E’ molto difficile, peraltro, rendersi conto dell’effetto sovrastrutturale, come avrebbe detto il mai troppo compianto Antonio Gramsci, che la finanziarizzazione e la relativa globalizzazione hanno esercitato sul mondo accademico, su quello del giornalismo e sugli stessi analisti e revisori in forza direttamente od indirettamente a quello che Hildfering definiva il capitalismo finanziario, anche se per averne soltanto una pallida e vaga idea basterebbe pensare all’influenza che Big Pharma esercita su altrettante legioni di medici e ricercatori operanti all over the world.

Se nessuno si è scandalizzato per il fatto che Bernspan e complici si siano spinti a rispolverare l’armamentario di leggi e regole inventati proprio in occasione della Grande Depressione, strumenti quali la possibilità di garantire un maxi deal da 30 miliardi di dollari consistente nella mega iniezione di liquidità garantita da J.P. Morgan-Chase all’agonizzante Bear Stearns, intervento a sua volta garantito integralmente dalla Fed grazie ad un dispositivo legislativo varato nel 1932, o l’autorizzazione a soggetti formalmente non bancari ad attingere alle copiose mammelle della Fed stessa, per non parlare poi della totale indifferenza mostrata da Bernspan e complici per la pericolosità derivante dalle ripetute decisioni che hanno portato il livello dei tassi reali di quasi due punti al di sotto del tasso di inflazione.

E’ facile ironizzare comodamente seduti davanti al proprio personal computer sulle ambasce e le angosce di un uomo che ha dovuto abbandonare la propria comoda Chair universitaria, smettere di chiacchierare amabilmente con vivaci e curiosi studenti e con i propri amabili colleghi di ateneo, rinunciare alle passeggiate nei vialetti che si snodano tra curati giardini e la casetta di mattoni rossi per venire catapultato nell’avido, rissoso, incontentabile ed a volte veramente incomprensibile mondo delle investment banks, delle CIB, con i loro bilanci incomprensibili, i loro SIV ed i loro Conduits, con gli effetti nefasti derivanti dalle astruse invenzioni degli apprendisti stregoni delle fabbriche prodotto, la rinuncia da oltre sette mesi al sacro rito del week end e chi più ne ha ne metta.

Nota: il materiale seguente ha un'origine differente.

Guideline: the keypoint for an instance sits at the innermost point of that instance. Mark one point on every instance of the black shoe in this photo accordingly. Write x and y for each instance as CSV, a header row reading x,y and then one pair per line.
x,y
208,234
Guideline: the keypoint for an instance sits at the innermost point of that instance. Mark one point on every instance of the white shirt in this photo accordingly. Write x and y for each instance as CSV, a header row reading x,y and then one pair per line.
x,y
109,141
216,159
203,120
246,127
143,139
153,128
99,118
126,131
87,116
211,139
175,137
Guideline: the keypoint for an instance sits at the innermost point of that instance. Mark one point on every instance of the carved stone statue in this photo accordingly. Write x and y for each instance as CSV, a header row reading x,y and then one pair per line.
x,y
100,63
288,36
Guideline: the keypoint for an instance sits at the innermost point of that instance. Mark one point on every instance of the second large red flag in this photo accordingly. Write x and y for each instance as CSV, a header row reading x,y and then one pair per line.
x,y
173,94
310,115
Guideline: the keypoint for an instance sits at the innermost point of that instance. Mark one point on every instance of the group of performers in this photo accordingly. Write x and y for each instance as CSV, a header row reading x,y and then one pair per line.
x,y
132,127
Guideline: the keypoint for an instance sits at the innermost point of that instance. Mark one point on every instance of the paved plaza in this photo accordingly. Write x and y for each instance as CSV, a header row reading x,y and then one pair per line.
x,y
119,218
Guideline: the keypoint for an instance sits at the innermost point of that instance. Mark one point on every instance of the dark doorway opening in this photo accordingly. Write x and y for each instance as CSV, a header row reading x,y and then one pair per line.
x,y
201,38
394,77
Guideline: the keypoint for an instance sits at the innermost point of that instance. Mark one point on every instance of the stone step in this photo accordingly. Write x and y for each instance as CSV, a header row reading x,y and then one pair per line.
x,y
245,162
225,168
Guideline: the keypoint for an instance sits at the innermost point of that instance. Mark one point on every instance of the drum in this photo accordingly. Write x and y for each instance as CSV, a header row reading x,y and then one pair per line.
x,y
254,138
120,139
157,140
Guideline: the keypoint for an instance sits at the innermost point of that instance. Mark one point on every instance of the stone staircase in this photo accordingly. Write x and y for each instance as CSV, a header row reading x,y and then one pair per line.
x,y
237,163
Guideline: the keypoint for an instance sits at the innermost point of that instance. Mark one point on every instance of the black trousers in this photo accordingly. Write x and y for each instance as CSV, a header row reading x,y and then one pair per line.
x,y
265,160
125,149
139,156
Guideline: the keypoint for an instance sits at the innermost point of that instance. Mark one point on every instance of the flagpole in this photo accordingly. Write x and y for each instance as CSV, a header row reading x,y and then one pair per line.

Quante volte, in questi 228 giorni, Bernspan deve avere invidiato i propri colleghi di Francoforte, ed in particolare quel Jean Claude Trichet che gli errori suoi e dell’improponibile King della BoE hanno reso un gigante, sordo alle sirene della politica e della finanza, alla guida di un board di neotemplari pronti anche a vedere l’esercito dei disoccupati europei raddoppiare o, addirittura, triplicare, senza battere un ciglio né, tanto meno, fare un fiato, disponendo al massimo un raddoppio della già consistente scorta, impegnata più contro l’infuriato Nicolas Sarkozy ed il sanguigno Gordon Brown che contro improbabili minacce terroristiche o ancor meno credibili sollevazioni popolari, in quanto i terroristi hanno probabilmente altro da fare e gli europei sembrano apprezzare sempre di più l’autonomia della “loro” banca centrale e l’indipendenza di quel francese sempre più teutonico che tiene salda la barra del timone, almeno per ora.

Ma il povero Bernspan è alle prese con ben altri problemi e ben altre difficoltà, in quanto, solo per fare un esempio, un accurato studio dell’alquanto autolesionista Merrill Lynch, a quando il suo turno?, ci informa che il valore complessivo dei mutui non solo supera il valore delle relative abitazioni, ma ha l’improntitudine di farlo per la non disprezzabile cifra di 836 miliardi di dollari, una cifra che, anche agli attuali, depressi cambi del dollaro ponderati in base alle ragioni di scambio, fa veramente tremare i polsi dell’esile e mite professore di Princeton. Tanti auguri!